Sunday, 8 January 2012

Australian Reserves Day 11

Finally an almost reasonable game, although my opponent was definitely playing worse than he ordinarily would, as he lacked motivation after losing his round 10 game from a winning position. Tony played 1...e6, so that kind of took away the posibility of playing the Semi-Slav that I had mentioned in my previous blog post, however I had decided I was going to go head-long into the BDG (or more likely Alapin French, as Tony often plays 1...e6 against 1.e4). Rather surprisingly, Tony played a fairly passive setup, with pawns on e6 & c6, with Nd7 & Be7, which seemed somewhat at odds with his usual tactical style & allowed me to basically put my pieces exactly where I wanted them. With some pressure mounting (though hardly a forced win at this stage)< tony played the awful 13...f6, which pretty much loses on the spot after 14.Nxc6. I managed to play some second-rate moves & didn't finish off the position as quickly as I should have (Fritz likes the idea of playing 17.Be2, followed by 18.Qa3+ & 19.Nxb6, which wins fairly convincingly), although the ending was much better for me in any case. Tony helped the cause by also playing some ordinary moves & I managed to finish the tournament off with a win in under 30 moves.

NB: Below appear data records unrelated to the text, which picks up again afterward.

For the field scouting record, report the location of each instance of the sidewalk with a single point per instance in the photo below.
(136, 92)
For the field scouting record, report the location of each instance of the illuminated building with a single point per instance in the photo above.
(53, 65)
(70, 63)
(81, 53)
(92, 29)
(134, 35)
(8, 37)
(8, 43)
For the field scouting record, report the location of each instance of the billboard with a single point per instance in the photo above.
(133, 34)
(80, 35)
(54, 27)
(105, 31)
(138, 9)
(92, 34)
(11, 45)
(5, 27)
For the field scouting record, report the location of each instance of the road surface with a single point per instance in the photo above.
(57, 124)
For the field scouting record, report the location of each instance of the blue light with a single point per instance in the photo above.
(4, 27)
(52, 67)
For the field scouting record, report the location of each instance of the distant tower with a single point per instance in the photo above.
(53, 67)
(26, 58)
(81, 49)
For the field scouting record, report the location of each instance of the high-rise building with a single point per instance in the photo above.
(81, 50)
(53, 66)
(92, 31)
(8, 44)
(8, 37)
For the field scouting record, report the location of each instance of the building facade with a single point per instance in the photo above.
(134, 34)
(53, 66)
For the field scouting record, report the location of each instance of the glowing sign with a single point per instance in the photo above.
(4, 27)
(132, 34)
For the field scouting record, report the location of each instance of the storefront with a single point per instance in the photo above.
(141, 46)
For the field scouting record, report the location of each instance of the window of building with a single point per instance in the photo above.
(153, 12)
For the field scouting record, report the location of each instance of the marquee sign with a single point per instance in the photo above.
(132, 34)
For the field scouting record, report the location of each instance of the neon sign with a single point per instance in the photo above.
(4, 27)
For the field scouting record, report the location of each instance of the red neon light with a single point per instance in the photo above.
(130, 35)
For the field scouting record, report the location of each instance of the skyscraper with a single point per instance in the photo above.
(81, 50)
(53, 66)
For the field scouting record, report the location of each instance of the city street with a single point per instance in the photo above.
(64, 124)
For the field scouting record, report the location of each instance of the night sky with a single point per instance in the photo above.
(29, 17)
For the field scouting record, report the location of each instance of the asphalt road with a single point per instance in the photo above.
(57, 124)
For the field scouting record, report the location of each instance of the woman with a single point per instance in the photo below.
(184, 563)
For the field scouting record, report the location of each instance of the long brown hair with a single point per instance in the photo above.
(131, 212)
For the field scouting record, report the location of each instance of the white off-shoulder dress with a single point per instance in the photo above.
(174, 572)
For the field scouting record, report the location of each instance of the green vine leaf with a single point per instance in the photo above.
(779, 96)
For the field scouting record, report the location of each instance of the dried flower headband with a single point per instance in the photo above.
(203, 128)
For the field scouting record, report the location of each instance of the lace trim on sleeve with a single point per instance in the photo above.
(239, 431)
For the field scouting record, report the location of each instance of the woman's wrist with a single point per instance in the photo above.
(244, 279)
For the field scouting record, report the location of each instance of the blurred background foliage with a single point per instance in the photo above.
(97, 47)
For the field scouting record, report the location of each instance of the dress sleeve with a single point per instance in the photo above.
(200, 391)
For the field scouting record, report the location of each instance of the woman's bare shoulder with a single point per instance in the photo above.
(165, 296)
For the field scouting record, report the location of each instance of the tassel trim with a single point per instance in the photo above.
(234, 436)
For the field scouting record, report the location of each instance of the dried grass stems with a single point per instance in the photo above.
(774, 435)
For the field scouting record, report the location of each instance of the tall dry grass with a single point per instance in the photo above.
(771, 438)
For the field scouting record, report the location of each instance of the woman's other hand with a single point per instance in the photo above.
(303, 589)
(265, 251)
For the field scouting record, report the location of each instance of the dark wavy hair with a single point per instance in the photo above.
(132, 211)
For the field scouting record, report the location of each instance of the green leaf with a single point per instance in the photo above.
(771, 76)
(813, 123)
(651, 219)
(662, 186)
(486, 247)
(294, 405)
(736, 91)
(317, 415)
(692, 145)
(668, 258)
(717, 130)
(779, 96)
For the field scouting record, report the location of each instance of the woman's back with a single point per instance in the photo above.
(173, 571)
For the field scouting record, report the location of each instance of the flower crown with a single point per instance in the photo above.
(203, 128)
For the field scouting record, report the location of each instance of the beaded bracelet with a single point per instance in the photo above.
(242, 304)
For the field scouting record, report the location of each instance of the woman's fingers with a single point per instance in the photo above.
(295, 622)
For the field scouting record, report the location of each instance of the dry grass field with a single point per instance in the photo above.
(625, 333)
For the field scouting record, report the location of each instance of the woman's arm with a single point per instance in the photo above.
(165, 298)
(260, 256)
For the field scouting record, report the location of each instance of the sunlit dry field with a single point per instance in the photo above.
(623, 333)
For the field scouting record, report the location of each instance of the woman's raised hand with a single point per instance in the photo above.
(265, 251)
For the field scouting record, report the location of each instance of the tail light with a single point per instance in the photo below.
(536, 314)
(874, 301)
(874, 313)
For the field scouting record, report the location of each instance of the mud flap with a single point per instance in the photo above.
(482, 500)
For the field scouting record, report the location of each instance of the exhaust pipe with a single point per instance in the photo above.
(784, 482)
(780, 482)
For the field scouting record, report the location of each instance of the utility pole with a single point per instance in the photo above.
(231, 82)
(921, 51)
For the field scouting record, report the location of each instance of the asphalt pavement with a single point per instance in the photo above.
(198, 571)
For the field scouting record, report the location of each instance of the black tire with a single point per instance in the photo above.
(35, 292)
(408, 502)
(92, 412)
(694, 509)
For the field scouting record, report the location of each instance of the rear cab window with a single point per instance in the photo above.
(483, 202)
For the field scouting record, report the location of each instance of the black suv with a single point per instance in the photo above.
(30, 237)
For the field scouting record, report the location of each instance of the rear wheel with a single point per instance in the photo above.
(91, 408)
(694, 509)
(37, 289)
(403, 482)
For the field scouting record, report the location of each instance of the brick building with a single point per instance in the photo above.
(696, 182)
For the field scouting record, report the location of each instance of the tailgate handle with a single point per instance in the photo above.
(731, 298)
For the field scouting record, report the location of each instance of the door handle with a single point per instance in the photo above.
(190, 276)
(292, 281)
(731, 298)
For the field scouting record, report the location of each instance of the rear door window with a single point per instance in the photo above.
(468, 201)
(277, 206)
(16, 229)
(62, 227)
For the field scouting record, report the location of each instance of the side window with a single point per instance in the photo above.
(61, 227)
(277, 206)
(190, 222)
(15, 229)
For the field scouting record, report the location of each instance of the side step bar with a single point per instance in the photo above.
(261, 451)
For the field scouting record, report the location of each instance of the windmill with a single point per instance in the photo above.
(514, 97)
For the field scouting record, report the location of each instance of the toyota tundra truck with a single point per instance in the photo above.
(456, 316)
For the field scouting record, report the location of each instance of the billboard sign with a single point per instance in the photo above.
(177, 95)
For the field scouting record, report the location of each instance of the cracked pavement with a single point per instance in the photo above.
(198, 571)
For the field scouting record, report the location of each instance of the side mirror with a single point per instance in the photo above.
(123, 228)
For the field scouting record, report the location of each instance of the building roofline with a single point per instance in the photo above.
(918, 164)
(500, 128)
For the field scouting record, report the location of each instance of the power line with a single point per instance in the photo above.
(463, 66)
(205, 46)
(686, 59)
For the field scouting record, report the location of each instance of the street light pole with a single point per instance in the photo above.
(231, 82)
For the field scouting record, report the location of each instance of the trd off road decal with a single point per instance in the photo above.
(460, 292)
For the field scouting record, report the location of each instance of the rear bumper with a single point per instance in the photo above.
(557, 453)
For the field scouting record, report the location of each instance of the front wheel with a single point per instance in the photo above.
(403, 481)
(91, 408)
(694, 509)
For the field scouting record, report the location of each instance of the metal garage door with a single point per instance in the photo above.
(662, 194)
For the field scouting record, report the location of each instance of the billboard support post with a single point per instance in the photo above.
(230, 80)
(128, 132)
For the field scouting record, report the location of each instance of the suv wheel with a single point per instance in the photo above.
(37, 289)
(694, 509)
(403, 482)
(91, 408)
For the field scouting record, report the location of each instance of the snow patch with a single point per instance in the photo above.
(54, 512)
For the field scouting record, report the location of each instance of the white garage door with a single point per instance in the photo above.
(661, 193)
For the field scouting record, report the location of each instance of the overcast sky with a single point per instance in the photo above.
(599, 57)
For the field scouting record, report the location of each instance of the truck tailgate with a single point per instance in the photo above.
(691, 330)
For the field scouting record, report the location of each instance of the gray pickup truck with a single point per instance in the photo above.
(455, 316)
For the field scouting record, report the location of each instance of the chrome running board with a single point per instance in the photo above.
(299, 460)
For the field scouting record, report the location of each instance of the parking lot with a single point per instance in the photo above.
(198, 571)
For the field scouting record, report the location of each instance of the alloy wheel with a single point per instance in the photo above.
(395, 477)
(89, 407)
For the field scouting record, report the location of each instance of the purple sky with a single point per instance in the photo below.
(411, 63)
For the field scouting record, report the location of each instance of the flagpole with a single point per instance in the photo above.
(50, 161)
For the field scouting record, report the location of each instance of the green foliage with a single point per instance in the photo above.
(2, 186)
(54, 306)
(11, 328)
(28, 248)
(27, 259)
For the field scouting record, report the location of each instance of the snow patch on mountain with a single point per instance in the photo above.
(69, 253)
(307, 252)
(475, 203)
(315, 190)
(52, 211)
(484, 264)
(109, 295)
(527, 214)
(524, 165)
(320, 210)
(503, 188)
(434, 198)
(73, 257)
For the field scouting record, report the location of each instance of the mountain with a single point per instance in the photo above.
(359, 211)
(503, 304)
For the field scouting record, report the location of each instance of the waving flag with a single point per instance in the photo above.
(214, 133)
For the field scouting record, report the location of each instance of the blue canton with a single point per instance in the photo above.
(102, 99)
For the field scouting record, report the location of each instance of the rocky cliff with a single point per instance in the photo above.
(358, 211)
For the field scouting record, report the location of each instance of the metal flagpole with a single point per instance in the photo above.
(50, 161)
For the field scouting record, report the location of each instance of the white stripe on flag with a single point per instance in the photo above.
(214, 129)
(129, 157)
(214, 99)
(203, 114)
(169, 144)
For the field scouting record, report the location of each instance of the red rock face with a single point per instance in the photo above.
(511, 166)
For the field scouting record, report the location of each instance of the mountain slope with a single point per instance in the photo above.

My final results for the tournament are hardly inspiring, particularly when you consider the number of games where I managed to score at least half a point more than I deserved:
1 Setiabudi Megan 1552 AUS b ½
2 Langer John 1281 AUS w 1
3 Chew Lee Max 1703 AUS b ½
4 Bishop Joshua 1758 AUS w 1
5 Anderson Alistair 1840 AUS b ½
6 Spuler David 1936 AUS w 0
7 WCM Wijesuriya G V 1716 AUS b 0
8 Vuglar Shanon 1537 AUS w 1
9 McKenzie Colin 1674 AUS b 1
10 Bennett Matthew 1746 AUS w ½
11 Davis Tony J 1807 AUS w 1

Overall the tournament was won by Justin Penrose, who scored 9/11, ahead of Ari Dale on 8.5. Both started slowly & only found their way to the top boards late in the event, with the early leaders faltering towards the end of the tournament. Both Justin & Ari are regulars at Melbourne Chess Club (where I also play & run events), so it was good to see some people I know do well in the event, even if my own performance was less than inspiring.